The Disadvantages of REST Are Its Advantages

I was recently asked a very interesting question as part of an interview process: "what are the disadvantages of REST?" I could think of a few issues off the top of my head, but they turned out to be deeper than I'd thought, and I had to research them.

It turns out what's just as interesting as the issues is that REST is questioned at all--not as much discussion as you might think has been posted to the blogosphere. I found the following discussed in various articles. In each case, I came to the conclusion that the main disadvantages of REST are also its advantages.

REST is stateless

While statelessness is usually an advantage for CRUD operations, it's not suitable for some scenarios. An app makes discrete requests to a service using a REST API, but it's disconnected--the service is unaware of the app's state and vice versa. Therefore, REST is not ideal for continuing operations for which the service needs context about the state of the client app.

For example, consider a web service that allows you to query prices of commodity shares using GET requests and to make purchases using POST requests. The market share price changes continually, and could differ significantly between requests. The web service would have to implement additional application logic to ensure the client can purchase shares at the desired price.

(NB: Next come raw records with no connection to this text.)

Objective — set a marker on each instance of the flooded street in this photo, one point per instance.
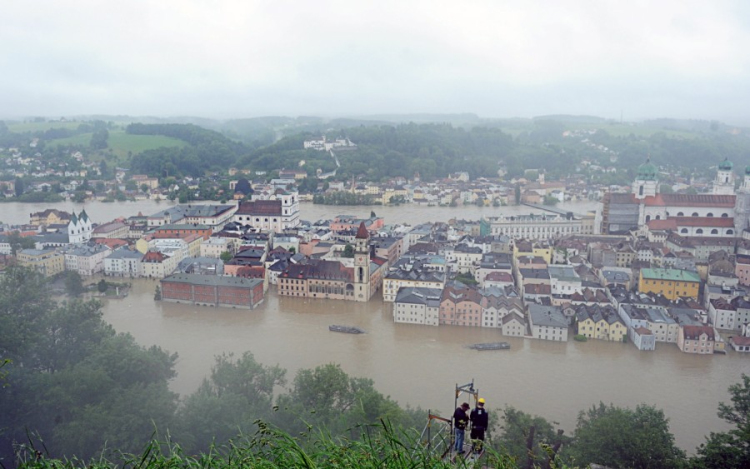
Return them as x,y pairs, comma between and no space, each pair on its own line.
419,365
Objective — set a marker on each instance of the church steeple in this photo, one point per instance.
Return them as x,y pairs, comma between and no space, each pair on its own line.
362,264
646,182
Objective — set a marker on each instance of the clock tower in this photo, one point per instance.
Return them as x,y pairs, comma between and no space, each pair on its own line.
362,264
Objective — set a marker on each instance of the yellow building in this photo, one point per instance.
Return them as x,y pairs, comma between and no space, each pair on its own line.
530,249
48,262
671,283
50,216
602,323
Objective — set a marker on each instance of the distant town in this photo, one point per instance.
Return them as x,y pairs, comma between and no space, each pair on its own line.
652,265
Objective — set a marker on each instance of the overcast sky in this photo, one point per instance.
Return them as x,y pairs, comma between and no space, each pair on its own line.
687,59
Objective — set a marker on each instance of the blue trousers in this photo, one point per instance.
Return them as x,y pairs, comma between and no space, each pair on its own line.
459,446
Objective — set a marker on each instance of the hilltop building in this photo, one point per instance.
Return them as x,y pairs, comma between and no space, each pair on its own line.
701,215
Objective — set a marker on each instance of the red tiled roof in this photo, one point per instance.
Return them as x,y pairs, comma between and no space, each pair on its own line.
112,243
362,232
704,221
694,332
740,341
669,224
499,277
153,256
691,200
260,207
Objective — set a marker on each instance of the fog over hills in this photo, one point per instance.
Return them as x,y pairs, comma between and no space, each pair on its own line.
496,59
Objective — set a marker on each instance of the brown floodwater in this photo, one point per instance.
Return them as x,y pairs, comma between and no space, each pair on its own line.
419,365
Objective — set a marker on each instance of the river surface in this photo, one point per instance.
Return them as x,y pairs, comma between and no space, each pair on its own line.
419,365
18,213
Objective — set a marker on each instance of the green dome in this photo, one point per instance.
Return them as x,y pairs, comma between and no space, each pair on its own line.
647,171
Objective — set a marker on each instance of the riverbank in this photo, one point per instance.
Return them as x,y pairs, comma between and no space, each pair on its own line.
419,365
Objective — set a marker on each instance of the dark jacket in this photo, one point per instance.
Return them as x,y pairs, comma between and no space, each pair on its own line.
479,418
460,419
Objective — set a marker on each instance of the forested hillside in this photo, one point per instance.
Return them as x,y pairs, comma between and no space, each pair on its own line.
557,144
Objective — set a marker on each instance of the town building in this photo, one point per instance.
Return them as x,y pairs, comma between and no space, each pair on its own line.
47,262
86,260
51,216
123,262
460,305
212,290
80,229
547,322
671,283
414,305
696,339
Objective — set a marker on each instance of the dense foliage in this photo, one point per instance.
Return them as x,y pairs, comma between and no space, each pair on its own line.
208,150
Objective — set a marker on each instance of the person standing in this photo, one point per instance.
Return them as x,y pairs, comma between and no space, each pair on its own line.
479,421
460,420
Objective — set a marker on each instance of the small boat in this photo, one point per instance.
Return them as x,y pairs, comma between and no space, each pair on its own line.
346,329
491,346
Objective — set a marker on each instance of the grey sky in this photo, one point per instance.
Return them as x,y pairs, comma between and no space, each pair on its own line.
663,58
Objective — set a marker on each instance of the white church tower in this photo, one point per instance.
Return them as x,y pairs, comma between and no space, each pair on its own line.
79,228
646,183
742,205
724,182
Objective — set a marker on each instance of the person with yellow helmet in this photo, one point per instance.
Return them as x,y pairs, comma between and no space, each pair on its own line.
479,422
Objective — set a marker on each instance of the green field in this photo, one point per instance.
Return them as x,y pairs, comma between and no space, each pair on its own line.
121,143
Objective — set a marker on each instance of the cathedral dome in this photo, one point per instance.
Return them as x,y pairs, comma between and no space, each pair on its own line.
647,171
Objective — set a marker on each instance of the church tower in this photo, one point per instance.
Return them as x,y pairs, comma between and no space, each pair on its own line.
646,183
742,205
724,182
362,264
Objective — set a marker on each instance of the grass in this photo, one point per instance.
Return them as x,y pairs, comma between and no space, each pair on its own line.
379,448
121,143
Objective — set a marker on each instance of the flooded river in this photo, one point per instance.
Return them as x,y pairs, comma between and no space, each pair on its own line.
419,365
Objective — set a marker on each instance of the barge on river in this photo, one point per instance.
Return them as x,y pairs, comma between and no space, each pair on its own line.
346,329
491,346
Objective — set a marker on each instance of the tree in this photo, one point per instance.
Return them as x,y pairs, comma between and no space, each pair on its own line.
730,448
19,187
519,429
625,438
74,382
18,242
239,392
348,251
327,397
73,283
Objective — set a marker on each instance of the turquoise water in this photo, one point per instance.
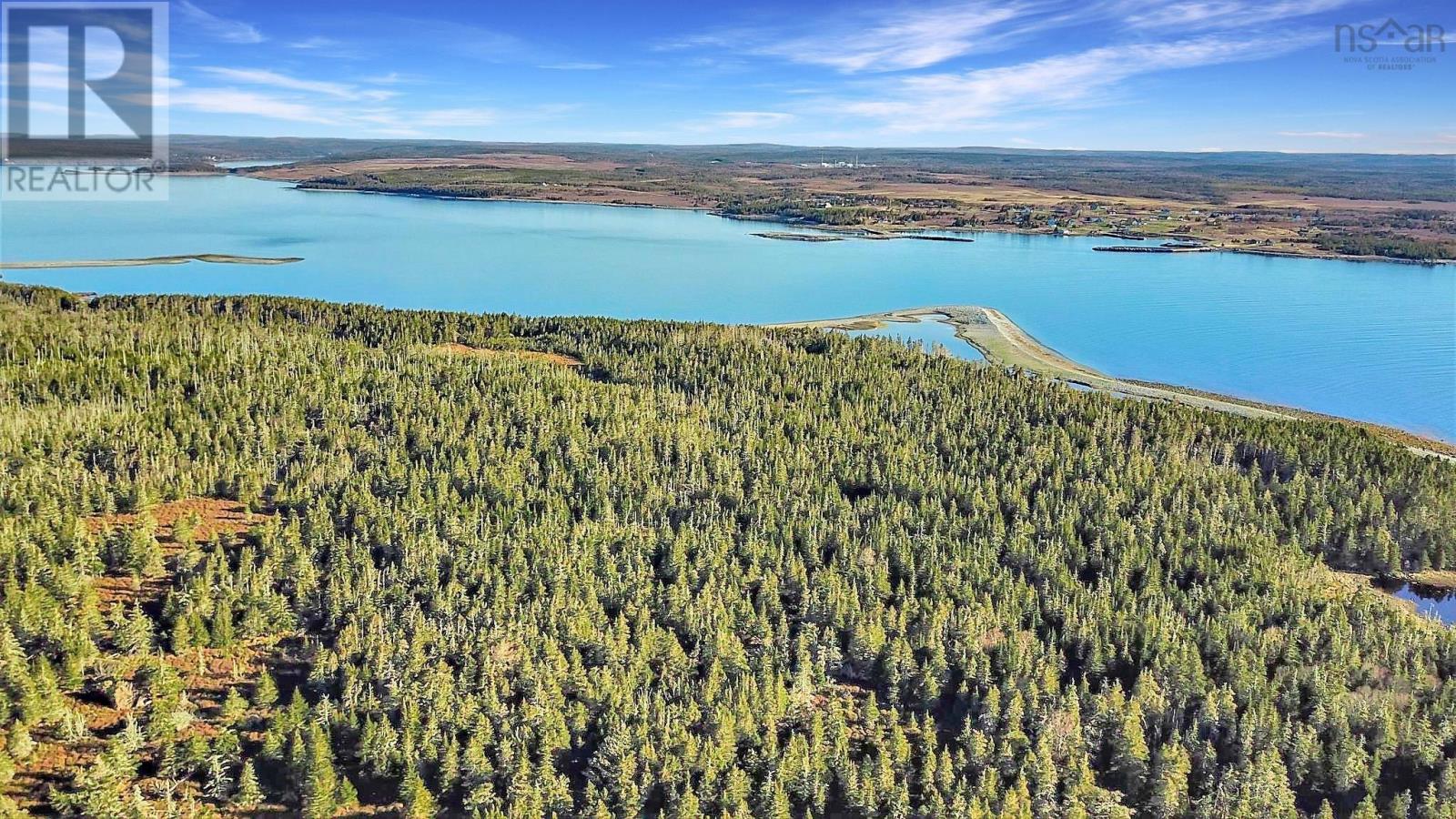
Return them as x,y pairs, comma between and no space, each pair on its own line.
1373,341
1431,602
931,334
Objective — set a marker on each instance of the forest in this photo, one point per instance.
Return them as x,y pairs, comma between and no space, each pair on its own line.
268,555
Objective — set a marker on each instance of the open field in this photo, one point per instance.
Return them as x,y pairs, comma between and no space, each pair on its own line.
1006,344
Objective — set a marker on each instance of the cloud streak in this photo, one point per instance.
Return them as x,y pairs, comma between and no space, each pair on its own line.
217,28
953,101
266,77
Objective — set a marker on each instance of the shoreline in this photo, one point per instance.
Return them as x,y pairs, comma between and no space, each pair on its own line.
149,261
868,230
1005,344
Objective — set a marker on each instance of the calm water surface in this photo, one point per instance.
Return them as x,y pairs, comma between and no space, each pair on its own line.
1373,341
1431,602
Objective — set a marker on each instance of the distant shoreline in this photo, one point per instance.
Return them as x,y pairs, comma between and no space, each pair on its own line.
890,232
147,261
1006,344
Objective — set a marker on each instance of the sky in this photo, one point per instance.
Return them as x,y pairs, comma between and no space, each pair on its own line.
1099,75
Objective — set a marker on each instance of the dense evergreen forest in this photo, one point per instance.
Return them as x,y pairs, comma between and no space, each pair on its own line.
269,554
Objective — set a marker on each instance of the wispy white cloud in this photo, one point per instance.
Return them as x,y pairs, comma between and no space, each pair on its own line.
245,102
266,77
456,118
315,43
1205,15
216,26
885,41
956,101
906,40
742,121
1324,135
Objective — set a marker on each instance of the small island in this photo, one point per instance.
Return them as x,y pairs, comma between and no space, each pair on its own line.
146,261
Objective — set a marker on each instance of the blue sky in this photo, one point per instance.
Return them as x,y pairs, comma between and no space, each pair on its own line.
1205,75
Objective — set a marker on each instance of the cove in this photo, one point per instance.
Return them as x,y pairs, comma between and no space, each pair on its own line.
1363,339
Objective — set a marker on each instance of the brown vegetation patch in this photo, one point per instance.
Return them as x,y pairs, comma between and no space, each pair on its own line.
226,516
456,349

REST has no built-in security

REST relies on TLS/SSL for secure data transaction, but authentication is not part of REST. REST does not have built-in security, so developers need to implement their own mechanism. Here are the usual methods:

• Basic authentication (username and password) in the client app; this can be augmented with 2FA
• OAuth1 (uses a cryptographic signature)
• OAuth2 (no cryptographic signature)
• Custom protocols (e.g. some web services provide unique API keys to app developers)

This article has deeper information on the above security methods: Secure Your REST API the Right Way.

REST has too few verbs

It's been suggested that REST needs additional verbs (such as MERGE, INCLUDE, or APPEND). In my opinion, this isn't a real drawback; most web services only use the 4-5 most common verbs, and PATCH covers other cases. It seems to me the real problem is that POST tends to be overloaded and has become a catch-all for most processing operations.

REST depends on HTTP

This is mostly an advantage, but has disadvantages. Using HTTP as the app transport protocol makes REST available on any app or browser with an HTTP connection. In cases where HTTP is not available, REST can't operate. In contrast, SOAP can use virtually any transport.

The above points aren't an exhaustive list, and the InfoQ article What Are the Drawbacks of REST? goes into further depth on the subject. This article provided me a great deal of guidance and insight for this post.